Your Apps Could Have a Serious Security Vulnerabilities


A recent study of Android and Apple iOS users found that nearly three-quarters of the applications installed on these operating systems had information storage vulnerabilities leaving users open to hackers and identity theft.

After extensive testing of apps available on both Android and iOS, new study from Positive Technologies has shown that insecure information storage has become the most frequent security flaw in all mobile apps.

Insecure data storage is only one of a number of vulnerabilities that a security firm’s researchers said they’ve found after conducting safety assessments of several mobile software for both iPhones along with Google Android devices.

The company’s new Vulnerabilities and Threats in Mobile Applications 2019 report found that while critical vulnerabilities are somewhat more common in Android apps compared to in their own iOS counterparts (43% vs 38%), this difference is nominal as the security level of mobile apps is approximately equivalent.

Approximately a third of applications (about 35%) were found to display susceptibilities concerning insecure transmission of personal data, while researchers found that the same percentage demonstrated issues around incorrect implementation of session expiry.

Added vulnerabilities found in just under one in five of the tested software consist of sensitive data being stored in the program source code and insufficient protection against cyber attacks using brute-force practices.

Of the vulnerabilities found in mobile apps by Positive Technologies, 89 percent could be exploited by malware.

The risk of being infected with malware jumps on rooted and jailbroken apparatus though malware may also elevate privileges alone.

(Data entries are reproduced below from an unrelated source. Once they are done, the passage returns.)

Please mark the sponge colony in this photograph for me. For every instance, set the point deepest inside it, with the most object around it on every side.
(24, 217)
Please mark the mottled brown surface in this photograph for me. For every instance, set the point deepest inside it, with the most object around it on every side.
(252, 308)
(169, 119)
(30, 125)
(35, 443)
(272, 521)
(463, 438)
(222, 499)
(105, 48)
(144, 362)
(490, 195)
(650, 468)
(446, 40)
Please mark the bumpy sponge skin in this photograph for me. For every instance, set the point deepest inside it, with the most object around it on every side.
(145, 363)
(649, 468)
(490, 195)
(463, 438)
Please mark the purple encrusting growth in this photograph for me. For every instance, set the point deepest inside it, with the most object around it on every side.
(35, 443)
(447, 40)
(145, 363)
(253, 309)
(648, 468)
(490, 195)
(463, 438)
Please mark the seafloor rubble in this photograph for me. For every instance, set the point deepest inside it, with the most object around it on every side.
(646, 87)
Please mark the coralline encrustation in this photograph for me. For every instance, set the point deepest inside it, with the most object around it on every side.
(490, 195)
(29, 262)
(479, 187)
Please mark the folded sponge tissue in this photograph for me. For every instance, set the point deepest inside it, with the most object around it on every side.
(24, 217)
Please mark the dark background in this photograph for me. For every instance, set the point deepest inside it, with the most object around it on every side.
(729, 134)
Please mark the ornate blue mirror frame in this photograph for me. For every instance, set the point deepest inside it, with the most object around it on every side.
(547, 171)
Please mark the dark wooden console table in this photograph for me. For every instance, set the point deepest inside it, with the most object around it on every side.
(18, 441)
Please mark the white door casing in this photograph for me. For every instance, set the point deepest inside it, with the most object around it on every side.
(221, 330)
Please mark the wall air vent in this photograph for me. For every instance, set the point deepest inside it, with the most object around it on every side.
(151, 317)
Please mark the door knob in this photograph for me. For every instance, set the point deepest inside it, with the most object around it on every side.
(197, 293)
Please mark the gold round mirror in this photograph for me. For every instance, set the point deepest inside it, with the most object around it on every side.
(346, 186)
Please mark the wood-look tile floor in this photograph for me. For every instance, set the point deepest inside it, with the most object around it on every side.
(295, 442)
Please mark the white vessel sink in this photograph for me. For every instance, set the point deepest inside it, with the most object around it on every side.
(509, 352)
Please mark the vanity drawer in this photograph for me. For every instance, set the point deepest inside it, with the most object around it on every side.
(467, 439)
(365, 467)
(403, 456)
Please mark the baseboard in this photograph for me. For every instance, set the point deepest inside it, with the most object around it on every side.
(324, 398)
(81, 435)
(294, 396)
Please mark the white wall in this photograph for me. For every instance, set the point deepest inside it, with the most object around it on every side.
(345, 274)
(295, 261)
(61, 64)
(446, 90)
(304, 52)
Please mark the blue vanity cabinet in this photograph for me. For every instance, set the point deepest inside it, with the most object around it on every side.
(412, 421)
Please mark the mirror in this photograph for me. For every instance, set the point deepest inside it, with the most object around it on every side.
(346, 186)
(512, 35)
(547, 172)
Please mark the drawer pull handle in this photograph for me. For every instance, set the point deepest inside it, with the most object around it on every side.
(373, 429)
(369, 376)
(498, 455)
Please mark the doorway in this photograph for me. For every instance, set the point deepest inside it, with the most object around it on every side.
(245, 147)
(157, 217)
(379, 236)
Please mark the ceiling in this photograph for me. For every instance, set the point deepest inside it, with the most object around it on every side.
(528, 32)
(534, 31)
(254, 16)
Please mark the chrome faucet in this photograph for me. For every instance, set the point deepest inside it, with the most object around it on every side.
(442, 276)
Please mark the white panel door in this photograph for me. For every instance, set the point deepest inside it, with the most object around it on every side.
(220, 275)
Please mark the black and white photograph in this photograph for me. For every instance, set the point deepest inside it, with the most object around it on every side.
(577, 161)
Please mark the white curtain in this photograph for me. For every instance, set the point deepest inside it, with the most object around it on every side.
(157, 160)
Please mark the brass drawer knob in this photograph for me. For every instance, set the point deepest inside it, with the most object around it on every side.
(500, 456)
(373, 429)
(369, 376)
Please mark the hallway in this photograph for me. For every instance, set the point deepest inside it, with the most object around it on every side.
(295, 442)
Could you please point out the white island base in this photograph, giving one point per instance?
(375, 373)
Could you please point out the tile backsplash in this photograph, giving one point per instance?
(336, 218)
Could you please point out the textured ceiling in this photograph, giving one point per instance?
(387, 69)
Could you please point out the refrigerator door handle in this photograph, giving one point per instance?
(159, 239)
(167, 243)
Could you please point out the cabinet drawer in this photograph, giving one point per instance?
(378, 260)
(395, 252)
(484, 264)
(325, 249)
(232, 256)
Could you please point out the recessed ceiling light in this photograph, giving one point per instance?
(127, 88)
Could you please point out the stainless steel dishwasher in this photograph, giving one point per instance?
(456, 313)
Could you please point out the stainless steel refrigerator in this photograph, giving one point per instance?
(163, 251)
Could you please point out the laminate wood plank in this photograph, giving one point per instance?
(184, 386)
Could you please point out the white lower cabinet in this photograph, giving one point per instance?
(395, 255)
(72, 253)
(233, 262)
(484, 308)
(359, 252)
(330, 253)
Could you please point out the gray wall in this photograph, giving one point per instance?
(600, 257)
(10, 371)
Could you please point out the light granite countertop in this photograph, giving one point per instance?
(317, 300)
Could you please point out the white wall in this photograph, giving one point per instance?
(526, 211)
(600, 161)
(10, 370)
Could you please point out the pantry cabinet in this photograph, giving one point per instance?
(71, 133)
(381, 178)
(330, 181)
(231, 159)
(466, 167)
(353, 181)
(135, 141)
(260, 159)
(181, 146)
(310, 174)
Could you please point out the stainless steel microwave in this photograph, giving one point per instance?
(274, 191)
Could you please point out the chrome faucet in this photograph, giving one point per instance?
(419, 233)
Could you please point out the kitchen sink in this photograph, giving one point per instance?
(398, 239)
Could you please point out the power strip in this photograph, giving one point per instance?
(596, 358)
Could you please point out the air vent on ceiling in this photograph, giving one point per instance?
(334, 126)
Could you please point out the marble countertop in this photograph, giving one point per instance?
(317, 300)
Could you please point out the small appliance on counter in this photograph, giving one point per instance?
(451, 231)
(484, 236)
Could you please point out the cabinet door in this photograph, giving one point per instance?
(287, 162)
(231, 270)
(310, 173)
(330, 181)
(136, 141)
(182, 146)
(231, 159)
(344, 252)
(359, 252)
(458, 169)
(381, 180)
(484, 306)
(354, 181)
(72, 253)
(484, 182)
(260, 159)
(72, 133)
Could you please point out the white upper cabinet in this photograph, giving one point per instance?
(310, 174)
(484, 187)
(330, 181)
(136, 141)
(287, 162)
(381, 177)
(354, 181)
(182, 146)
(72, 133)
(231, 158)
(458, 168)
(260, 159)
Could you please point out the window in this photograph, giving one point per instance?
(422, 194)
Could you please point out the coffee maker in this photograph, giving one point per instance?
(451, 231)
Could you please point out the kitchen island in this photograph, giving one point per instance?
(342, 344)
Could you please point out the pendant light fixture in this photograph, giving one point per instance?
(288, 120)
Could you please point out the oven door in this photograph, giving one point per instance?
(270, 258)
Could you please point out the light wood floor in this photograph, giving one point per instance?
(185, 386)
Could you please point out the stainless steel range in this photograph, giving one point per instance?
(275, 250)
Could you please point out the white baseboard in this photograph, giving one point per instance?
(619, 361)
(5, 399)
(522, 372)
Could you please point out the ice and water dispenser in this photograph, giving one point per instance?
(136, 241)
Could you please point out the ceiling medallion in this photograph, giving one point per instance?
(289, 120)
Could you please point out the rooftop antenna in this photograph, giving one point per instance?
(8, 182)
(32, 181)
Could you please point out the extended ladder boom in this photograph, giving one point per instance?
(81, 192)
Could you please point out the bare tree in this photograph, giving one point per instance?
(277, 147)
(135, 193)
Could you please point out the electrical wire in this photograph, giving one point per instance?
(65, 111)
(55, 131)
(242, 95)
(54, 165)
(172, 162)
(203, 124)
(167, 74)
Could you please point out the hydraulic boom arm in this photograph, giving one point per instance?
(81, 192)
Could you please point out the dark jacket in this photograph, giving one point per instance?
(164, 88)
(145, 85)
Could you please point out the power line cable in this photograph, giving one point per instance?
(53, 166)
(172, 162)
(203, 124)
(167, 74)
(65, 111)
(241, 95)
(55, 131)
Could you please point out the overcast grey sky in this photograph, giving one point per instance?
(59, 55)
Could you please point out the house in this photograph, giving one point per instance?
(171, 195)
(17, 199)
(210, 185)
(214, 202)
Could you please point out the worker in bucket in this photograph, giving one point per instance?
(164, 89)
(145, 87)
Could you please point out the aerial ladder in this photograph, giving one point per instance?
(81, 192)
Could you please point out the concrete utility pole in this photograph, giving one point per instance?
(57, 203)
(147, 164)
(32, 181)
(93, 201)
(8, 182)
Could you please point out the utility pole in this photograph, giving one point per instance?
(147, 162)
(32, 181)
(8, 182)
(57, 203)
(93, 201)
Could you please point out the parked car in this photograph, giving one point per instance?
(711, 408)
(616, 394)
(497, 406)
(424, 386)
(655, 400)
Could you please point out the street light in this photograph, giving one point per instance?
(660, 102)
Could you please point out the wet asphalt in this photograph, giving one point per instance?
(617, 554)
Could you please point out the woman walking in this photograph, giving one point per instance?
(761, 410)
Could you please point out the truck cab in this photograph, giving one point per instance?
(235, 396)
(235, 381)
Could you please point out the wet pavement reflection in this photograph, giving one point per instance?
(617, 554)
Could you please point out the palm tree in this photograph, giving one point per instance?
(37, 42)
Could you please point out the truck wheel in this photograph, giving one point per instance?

Once installed on a victim’s apparatus, malware can ask for permission to access consumer information and if consent is given, the malware may then send that data back to the attackers.

Cybersecurity resilience lead at Positive Technologies, Leigh-Anne Galloway explained how smartphone consumers can protect themselves from insecure data storage and the growing malware threat, saying:

” In 2018, cellular apps were downloaded on consumer devices over 205 billion times. Programmers pay meticulous attention to applications design so as to give us a smooth and easy experience and individuals gladly install mobile apps and supply personal information. However, an alarming amount of apps are seriously insecure, and far less developer attention is spent on solving that problem. Stealing info from a smartphone usually does not even require physical access to this device.

“We recommend that users take a detailed look when applications request access to phone functions or information. Should you doubt that an application requires access to perform its job correctly, decline the petition. Users can also protect themselves by being vigilant on not opening anonymous links from SMS and chat programs, rather than downloading programs from third-party program shops. It is far better to be safe than sorry.”